Sweden To Deport Up To 80,000 Refugees Who Arrived In 2015, Interior Minister Anders Ygeman Says
Sweden will expel up to 80,000 asylum-seekers who arrived in the country in 2015 and whose application for refuge was rejected, Swedish Interior Minister Anders Ygeman said Wednesday. The Scandinavian nation accepted about 160,000 asylum-seekers last year, making it the largest refuge country per capita in Europe.
"We are talking about 60,000 people but the number could climb to 80,000," Ygeman was quoted as saying by Swedish media, according to Agence France-Presse.
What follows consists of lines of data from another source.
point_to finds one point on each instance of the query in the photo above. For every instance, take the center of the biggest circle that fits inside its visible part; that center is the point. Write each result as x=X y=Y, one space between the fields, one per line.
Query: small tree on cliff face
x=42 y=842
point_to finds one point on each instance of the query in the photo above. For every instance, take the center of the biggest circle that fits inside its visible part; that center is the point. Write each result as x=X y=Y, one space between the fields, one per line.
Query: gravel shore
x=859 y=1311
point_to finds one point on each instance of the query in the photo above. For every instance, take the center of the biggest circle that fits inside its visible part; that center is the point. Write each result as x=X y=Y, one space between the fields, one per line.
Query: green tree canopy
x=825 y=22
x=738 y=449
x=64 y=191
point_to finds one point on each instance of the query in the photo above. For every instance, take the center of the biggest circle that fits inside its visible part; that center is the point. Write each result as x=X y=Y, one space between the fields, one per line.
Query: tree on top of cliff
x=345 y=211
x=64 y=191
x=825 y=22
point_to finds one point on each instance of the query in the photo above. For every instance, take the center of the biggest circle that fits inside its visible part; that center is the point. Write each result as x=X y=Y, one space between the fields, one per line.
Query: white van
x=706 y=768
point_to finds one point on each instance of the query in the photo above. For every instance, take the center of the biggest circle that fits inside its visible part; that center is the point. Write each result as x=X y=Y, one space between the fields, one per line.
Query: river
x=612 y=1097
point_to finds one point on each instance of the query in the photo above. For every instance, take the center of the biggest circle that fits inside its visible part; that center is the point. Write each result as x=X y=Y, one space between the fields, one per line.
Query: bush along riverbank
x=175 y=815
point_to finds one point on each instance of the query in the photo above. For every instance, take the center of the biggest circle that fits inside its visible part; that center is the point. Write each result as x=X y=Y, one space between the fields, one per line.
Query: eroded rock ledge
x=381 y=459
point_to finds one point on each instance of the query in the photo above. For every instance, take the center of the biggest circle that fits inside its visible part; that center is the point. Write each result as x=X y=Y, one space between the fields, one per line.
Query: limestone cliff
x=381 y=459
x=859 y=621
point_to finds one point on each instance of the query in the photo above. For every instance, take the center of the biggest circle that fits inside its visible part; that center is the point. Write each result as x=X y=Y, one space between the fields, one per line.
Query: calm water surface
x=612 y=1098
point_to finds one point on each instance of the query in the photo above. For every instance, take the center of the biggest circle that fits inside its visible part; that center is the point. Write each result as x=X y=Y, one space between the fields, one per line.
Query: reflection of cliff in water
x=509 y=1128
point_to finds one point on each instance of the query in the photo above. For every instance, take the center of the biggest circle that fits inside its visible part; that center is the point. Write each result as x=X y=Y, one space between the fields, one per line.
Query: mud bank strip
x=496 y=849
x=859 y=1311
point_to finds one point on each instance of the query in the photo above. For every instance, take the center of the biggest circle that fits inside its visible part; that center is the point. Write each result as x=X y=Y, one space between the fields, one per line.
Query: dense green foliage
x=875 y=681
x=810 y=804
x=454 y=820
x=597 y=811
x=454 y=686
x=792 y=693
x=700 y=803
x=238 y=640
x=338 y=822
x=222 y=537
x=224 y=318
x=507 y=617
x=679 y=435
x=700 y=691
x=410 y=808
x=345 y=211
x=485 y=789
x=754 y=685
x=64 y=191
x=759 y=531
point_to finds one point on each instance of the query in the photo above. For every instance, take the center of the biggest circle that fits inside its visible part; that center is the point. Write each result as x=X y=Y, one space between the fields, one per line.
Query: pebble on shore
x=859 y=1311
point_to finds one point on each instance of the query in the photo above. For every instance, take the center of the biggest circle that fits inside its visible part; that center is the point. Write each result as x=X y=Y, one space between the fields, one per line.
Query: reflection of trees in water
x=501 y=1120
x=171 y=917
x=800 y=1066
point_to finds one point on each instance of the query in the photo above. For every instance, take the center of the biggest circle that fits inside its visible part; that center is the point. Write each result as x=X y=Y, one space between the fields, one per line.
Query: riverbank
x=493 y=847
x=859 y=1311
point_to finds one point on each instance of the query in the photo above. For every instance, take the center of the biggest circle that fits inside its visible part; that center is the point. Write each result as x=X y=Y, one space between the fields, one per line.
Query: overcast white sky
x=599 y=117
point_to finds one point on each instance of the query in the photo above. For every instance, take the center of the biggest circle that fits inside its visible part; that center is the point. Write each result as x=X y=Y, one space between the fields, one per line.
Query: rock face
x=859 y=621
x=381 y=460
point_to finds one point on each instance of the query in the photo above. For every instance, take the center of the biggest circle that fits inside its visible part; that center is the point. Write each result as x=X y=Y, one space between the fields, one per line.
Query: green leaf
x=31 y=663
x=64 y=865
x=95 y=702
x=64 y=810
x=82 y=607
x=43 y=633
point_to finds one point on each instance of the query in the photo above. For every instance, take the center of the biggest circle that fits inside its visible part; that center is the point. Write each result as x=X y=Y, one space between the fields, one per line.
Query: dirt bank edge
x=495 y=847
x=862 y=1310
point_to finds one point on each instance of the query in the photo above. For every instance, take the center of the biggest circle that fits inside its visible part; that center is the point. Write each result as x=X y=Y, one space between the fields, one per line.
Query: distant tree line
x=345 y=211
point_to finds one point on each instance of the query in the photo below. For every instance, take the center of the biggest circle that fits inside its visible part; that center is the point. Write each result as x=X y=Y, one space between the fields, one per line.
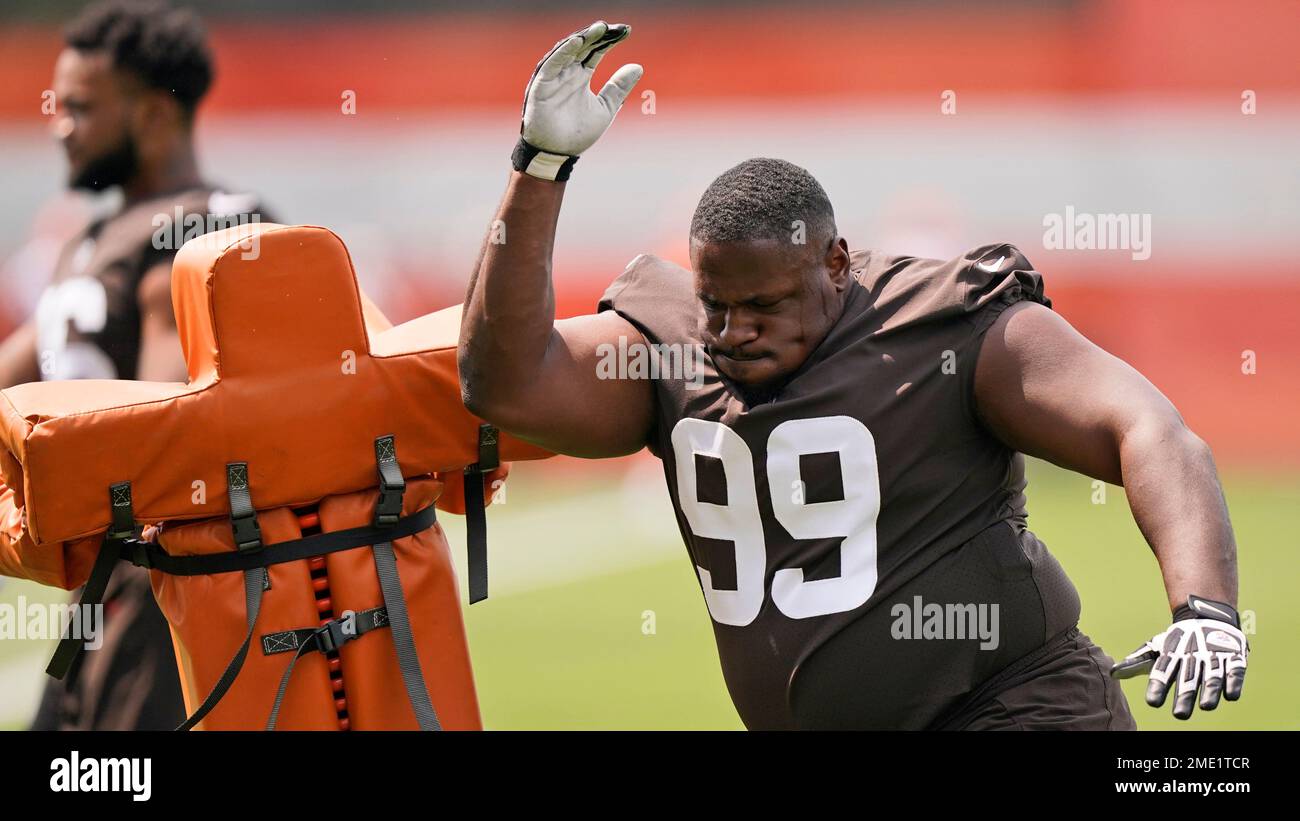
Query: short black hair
x=164 y=47
x=761 y=199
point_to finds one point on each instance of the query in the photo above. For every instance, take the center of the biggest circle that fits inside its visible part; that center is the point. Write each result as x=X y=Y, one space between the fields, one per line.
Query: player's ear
x=837 y=263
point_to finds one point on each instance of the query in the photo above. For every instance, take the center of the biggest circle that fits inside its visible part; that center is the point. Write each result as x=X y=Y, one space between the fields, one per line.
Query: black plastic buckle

The minister also said that the government asked police and authorities in charge of refugees to arrange their expulsion, likely to take place over several years.
Rejected refugees are usually deported using commercial flights. But given the large number of asylum-seekers to be expelled, Sweden would use specially chartered aircraft to take them out of the country, Ygeman said, Sky News reported.
"The initial action is to get to a voluntary return and create the conditions for it [deportation]. But we cannot stay there, we need a return by means of coercion," Ygeman said, according to Deutsche Welle.
The number of refugees entering the country has reportedly dropped significantly since Sweden imposed photo identity checks on travelers from Denmark earlier this month. Swedish authorities extended border checks in the south of the country until Feb. 8 amid ongoing efforts to curtail the flow of refugees coming north from Denmark.
Last Thursday, Swedish Prime Minister Stefan Löfven said that Europe could easily take in millions of refugees every year if neighboring countries were willing to work to accept as many refugees as Sweden had. However, if that does not happen, Europe’s decades-old union will be in a fix, Löfven said, at the World Economic Forum in Switzerland.
Löfven said “we found ourselves in a situation where it was unsustainable, and we had to take action to reduce the number of asylum applications.” He also urged other European countries to do more in order to accept refugees.
“We need to improve the European refugee policy toward the system that shares the responsibility for receiving refugees more even [sic] throughout Europe,” Löfven said. “My argument toward the countries that say they do not want to receive refugees is that if we cannot handle this as a European union, the European Union in itself is at risk.”